Nathan Robinson subjected himself to Dinesh D’Souza’s latest book, which, as he summarizes, “argues that today’s Democratic Party is attempting to turn the United States into a giant slave plantation and Trump may be our Abraham Lincoln.” If it wasn’t clear as soon as you heard the author’s name, and it still wasn’t clear after you read the summary, Robinson reports that this is a bad book: “deranged,” “offensive,” marred by “catastrophic” failures of logic, and plainly published merely to be “inflammatory.” Which raises a reasonable question: Why waste time on this garbage? Robinson acknowledges that he hears that question a lot: “People have asked me why I spend so much time taking apart bad right-wing books.” A fair question. After all, life is short, and D’Souza’s particular brand of pseudointellectual trolling is available in bite-size form—for free, although it’s worth even less than that—on Twitter. (No, I won’t link to his truly execrable feed; instead, read this characteristic riposte from historian Kevin Kruse, who has perfected the art of dunking on this conservative troll turned convicted felon turned recipient of a Trump pardon.)
Robinson has an answer: We need to read books by right-wing trolls because right-wing trolls are running the world. Pointing to the recent vote in Brazil and the state of the United States under Trump, Robinson argues that “it’s no longer possible to avoid ‘engaging’ their ‘ideas.’ Like it or not, their ideas exist. They need dealing with.” Without “persuasive left responses,” lots of people who could be convinced to think otherwise will be drawn to D’Souza-esque arguments. It’s a reasonable response to a problem for which there is, obviously, no simple or straightforward solution.

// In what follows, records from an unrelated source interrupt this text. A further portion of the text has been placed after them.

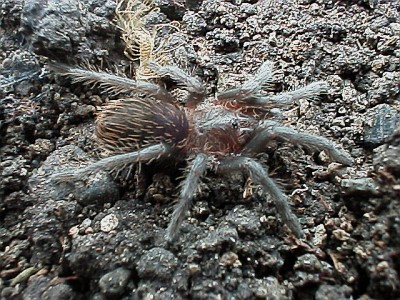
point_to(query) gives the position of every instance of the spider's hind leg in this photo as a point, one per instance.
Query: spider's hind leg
(192, 85)
(259, 175)
(188, 190)
(270, 130)
(114, 163)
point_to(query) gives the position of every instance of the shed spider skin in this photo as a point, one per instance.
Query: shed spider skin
(222, 134)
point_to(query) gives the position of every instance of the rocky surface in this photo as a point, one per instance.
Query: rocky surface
(104, 239)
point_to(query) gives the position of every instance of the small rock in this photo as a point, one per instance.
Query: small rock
(326, 292)
(109, 222)
(308, 263)
(380, 123)
(366, 185)
(114, 282)
(157, 262)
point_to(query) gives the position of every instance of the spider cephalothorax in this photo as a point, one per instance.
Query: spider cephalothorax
(227, 131)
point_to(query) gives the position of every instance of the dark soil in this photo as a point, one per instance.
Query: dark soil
(105, 239)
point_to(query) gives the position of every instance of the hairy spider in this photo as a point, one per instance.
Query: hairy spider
(222, 134)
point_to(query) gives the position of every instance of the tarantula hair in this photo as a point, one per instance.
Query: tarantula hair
(222, 134)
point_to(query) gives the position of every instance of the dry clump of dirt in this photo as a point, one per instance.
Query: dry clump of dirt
(103, 239)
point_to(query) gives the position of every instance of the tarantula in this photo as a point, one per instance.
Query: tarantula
(222, 134)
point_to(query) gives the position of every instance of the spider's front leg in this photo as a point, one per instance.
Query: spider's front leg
(259, 175)
(189, 187)
(270, 130)
(115, 162)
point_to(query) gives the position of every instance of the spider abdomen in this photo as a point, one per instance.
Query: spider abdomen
(129, 124)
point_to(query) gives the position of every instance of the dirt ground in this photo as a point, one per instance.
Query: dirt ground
(104, 238)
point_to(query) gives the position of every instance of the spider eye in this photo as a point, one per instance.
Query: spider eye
(235, 123)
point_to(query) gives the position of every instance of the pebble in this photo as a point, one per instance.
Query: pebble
(109, 222)
(115, 282)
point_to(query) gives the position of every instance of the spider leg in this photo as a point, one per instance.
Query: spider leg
(249, 91)
(259, 175)
(270, 130)
(188, 190)
(192, 85)
(114, 162)
(309, 92)
(111, 82)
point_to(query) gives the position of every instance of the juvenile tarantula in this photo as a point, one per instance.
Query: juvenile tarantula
(222, 134)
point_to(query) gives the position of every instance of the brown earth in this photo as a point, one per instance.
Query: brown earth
(104, 239)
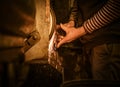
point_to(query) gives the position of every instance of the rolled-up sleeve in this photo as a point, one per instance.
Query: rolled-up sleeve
(107, 14)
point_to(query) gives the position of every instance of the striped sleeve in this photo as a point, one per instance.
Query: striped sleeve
(107, 14)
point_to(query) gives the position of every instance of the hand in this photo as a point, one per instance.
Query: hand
(72, 33)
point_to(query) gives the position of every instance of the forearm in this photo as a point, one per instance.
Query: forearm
(107, 14)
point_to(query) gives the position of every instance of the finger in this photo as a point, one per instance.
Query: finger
(61, 42)
(58, 27)
(63, 27)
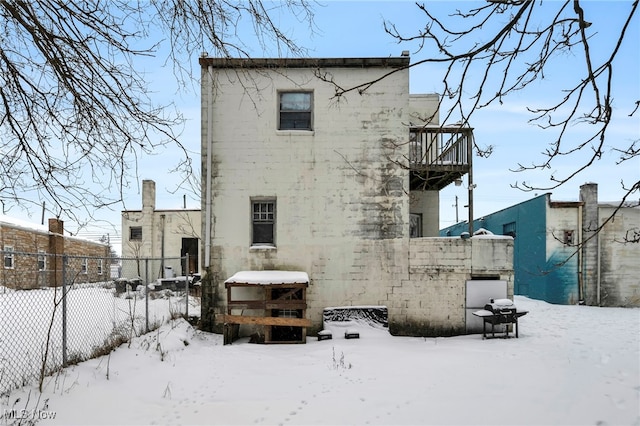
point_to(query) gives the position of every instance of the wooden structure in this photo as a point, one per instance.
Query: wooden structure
(280, 295)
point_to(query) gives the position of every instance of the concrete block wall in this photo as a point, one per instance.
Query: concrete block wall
(619, 283)
(431, 302)
(341, 206)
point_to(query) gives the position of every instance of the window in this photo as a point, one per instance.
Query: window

Few of the people who willingly put down money for new books by the likes of D’Souza, or Coulter, or Shapiro are likely to be receptive, much less exposed, to rebuttals by sources they trust, and there are many others who are exposed to those views, but encounter them only indirectly—at work, on daytime radio as they run errands, on the TV in the doctor’s waiting room. These people may also be difficult to reach, but in a different way: Conservatives figured out long ago that most people don’t really distinguish between information and entertainment, and they’re now reaping the benefits of having saturated everyday life with their particular brand of newsy demagoguery. After years of deluging the public, these demagogues have turned simple refrains into entrenched clichés of American political discourse—government bad, markets good; higher taxes bad, lower taxes good; Democrats weak, Republicans strong; and so on. These tropes are rarely subjected to direct scrutiny, because they exist at a kind of level beyond argument; they’re just taken for granted. And rebuttals to them must confront demagoguery’s built-in advantages: emotional manipulation, misleading simplicity, appeal to prejudice. Unless the goal is to replace right-wing demagoguery with left-wing demagoguery, counteracting the accumulated effects of the conservative media machine will take time.

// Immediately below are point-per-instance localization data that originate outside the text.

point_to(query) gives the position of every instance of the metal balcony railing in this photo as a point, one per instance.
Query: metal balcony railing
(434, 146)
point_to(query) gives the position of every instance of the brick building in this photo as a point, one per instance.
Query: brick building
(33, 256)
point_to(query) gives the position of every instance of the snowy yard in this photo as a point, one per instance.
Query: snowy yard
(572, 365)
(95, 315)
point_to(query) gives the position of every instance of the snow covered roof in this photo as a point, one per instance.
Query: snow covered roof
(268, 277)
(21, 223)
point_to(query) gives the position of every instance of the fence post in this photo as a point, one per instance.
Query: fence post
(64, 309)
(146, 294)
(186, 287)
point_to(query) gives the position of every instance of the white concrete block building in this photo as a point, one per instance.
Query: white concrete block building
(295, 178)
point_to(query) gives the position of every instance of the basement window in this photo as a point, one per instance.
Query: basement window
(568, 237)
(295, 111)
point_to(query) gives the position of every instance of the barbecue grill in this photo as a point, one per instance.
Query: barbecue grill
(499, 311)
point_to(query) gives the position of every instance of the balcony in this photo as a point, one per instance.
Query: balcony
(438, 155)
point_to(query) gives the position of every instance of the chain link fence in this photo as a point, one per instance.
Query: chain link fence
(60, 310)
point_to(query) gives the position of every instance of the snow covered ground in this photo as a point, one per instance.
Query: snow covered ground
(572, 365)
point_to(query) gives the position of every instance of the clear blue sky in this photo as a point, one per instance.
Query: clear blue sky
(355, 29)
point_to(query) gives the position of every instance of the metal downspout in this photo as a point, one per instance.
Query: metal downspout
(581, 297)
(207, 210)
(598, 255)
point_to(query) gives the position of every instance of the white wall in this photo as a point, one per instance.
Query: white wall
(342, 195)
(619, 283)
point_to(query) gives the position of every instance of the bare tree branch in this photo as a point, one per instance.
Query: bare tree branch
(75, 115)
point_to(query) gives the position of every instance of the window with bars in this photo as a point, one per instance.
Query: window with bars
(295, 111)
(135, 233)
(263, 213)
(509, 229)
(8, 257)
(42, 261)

There’s another factor at work, though—one that’s newer, and more subtle, and more difficult to game out. It’s close to what I thought Robinson’s piece would be about, given its headline: “WHY REVIEW BAD BOOKS?” For while there are lots of bad books, and many of those are worthy of bad reviews, the art of a bad-book takedown is often a subtler, and more rewarding, task than the one presented to an author by the likes of D’Souza. Often it involves pointing out the flaws with a book that’s not obviously dumb, but which nonetheless falls far short of what it might have been. Or it could simply involve a long-overdue reassessment of a writer riding a crest of excessive praise. And that’s a genre of literary criticism that seems less and less in vogue these days. Buzzfeed made headlines, and captured something of the emerging mood, a few years ago when it announced that it would no longer run negative book reviews. One hears less and less these days of those much-discussed takedowns that once featured so prominently in certain corners of the book-review world. In part, I think this is due to the emergence of new, younger, less-established voices. Amidst their emergence, nasty reviews—the sort one can comfortably watch when it’s two established writers engaging in the literary equivalent of a heavyweight match—can read quite differently. Moreover, the left versus center and intra-left disputes that often marked such exchanges seem almost quaint now. As Robinson’s piece suggests, there are much worse things—and much worse books—to worry about.
It may be the case, then, that political circumstances and the changing world of literary journalism augur a future with more dutiful takedowns of third-rate conservative trolls, and fewer delectable skewerings along the lines of, say, Isaac Chotiner on Malcolm Gladwell. That’s understandable, perhaps, but it doesn’t come without loss. For one thing, it simply takes some of the sporting fun out of reading testy exchanges between bright and able writers. And more seriously, it directs scarce time and attention from debates and divisions whose salience may have faded, but has by no means disappeared. Most of all, however, it threatens to dull minds which have been sharpened, over the years, by confrontations with thinkers who are, well, thinkers. If there’s any truth to the counsel that you’re only as smart as the people you’re arguing with, then we have reason to be concerned.